ストーリーは濃厚な1日について淡々と追っていきつつ、要所要所でジムとジョージの思い出も振り返っていくスタイルです。

16年間連れ添ったジムの死から立ち直れないジョージは自殺を企て、後は拳銃の引き金を引くだけ…しかしどうしても実行できず、結局元恋人チャーリーとの約束を守ることにします。チャーリーと楽しんだのもつかの間、良き理解者であろうチャーリーにすら自分の抱える孤独や絶望を理解してもらえないのだと突きつけられたジョージは家へと戻ります。そして、ジムと出会ったバーへ…そこにジョージを追いかけている教え子のケニーが現れます。意気投合した2人は海へ自宅へと行きます。
彼との交流を通して自殺を思いとどまったジョージ…のはずが、心臓発作?で亡くなってしまいます。そんなときに彼の枕元に現れたのは、やっぱり恋人のジムでした。
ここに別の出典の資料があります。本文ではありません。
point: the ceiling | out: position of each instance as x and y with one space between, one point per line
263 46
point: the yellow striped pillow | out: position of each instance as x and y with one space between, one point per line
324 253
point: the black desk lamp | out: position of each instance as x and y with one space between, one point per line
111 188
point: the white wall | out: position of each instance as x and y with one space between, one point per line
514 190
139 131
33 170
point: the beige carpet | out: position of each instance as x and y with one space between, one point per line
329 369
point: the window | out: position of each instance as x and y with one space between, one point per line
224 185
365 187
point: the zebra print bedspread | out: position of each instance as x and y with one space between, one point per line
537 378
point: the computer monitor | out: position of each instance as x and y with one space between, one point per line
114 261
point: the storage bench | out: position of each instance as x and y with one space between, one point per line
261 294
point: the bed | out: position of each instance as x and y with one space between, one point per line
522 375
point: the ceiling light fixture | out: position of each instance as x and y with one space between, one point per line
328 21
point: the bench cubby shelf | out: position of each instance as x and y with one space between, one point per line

なんというか…主人公のジョージの内に秘めた絶望や欲望が封じ込められていて、それが時折表情や言動に垣間見えるあたりが妙に生々しい(いい意味で)のと、コリン・ファースの色気が凄まじいのとで、ストーリー云々よりもその画面に溢れる圧倒的耽美な世界観にため息が出るくらいでした。
ストーリーとしては本当、淡々と進んでいく感じで、時々ユーモアを垣間見せたり、逆にコリン・ファース演じるジョージが対話相手と会話の駆け引きをしたり(これ結構多いのだけれど、いずれにしてもジョージの大人の男性の色気と経験にはみな負けます)…などがありますが、基本現実と過去を行ったり来たりして、朝から夜までの長い1日を描き切ることに徹しています。その中で、現在パートが色あせた感じで、過去パート(ジムとの大切な思い出ですね)が鮮やかな色合いの演出になってたのは凄く印象的でした…ジムの存在がそれほど大きかったことがわかる演出ですし、何よりそれが斜に構えたような鼻に付く演出ではないんです。凄く自然にその演出を行ってました。
そして自殺デーの重要人物として元恋人のチャーリーと教え子のケニーがいます。
チャーリーもすごく重要なカギを握っていて、というのも種類は違えど孤独を持ち合わせた同士なんです。ジョージの孤独が絶望感溢れてるのに対して、チャーリーは孤独を受け止めてポジティブな方向で捉えてる感じ…その対称性が2人きりのシーンで際立ちます。そんなチャーリーをジョージがどこか拠り所にしてるのも事実で…だからこそ、最後の「チャーリーへの遺書を燃やすシーン」は彼が過去を断ち切ろうとした印象的なシーンになるように思います。
そして、ケニー。ニコラス・ホルト目当てでこの映画を鑑賞したので、圧倒的耽美な世界観に完全なる美少年(少年という年齢でもないけれど…)が迷い込んでる感じがたまらなく美しかったです。ジョージが落ち着き払っているのに対して、ケニーは何としてでもジョージとプライベートな交流を持とうと必死なんです…そして、海に行ったり自宅に行ったりした時の臆せずジャージと向き合う感じ…ジョージの大人な対応もいいけれど、ケニーのようにどこか無鉄砲な感じの若者っぽい行動力も素敵です。ニコラス・ホルトの目がキラキラしてるように見えて、たしかに彼との交流を持てばジャージも心が上向くんじゃないかと感じました(実際、彼の心のうちとジョージのものとは似通った孤独感があって、それをケニーなら理解してくれるのではないか?とジョージも感じてるようでした)。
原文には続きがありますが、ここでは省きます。